In the third talk of a Bicentennial Lecture Series sponsored by Lincoln County Historical Association and Old Fort Western, James Francis, president of Penobscot Nation, will draw on his studies into the relationship between Maine Native Americans and the landscape of the 1600s.

The talk is scheduled to begin at 1 p.m. Sunday, Sept. 29, at Wiscasset Middle High School, 225 Gardiner Road, Wiscasset.

James Francis Photo courtesy of the Lincoln County Historical Association

An accomplished historical researcher, photographer, filmmaker and graphic artist, Francis also is Penobscot Nation’s tribal historian. He has co-produced a film on race relations in Maine and has conducted an extensive oral history project for the Penobscot Nation. He lends his expertise to the boards and advisory committees of a number of organizations that support research and interpretation of Native American history in New England. In addition, he has curated exhibits for museums including Bangor Museum and Center for History, the Abbe Museum, and Harvard University.

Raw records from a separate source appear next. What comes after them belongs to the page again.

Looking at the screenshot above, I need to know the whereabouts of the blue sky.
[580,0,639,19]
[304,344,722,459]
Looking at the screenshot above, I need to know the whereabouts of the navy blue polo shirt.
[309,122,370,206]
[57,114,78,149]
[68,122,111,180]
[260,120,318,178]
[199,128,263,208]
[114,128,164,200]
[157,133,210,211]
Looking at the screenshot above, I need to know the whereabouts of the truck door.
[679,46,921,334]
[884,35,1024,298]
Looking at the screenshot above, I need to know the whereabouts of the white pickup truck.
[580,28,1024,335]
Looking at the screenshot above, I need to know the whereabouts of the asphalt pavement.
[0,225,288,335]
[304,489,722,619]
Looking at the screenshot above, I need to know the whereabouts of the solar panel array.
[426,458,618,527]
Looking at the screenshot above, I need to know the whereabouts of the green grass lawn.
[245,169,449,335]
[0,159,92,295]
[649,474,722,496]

Suggested donation for the lecture is $5. Refreshments will be served.

Old Fort Western is a not-for-profit organization whose mission is to preserve, protect, and interpret the National Historical Landmark, Fort, Store and House located on the Kennebec River in Augusta. For more information, call 626-2385 or email oldfortwestern.org.

The Lincoln County Historical Association is a nonprofit organization that provides stewardship for the 1754 Chapman-Hall House in Damariscotta, the 1761 Pownalborough Court House in Dresden, and the 1811 Old Jail and Museum in Wiscasset.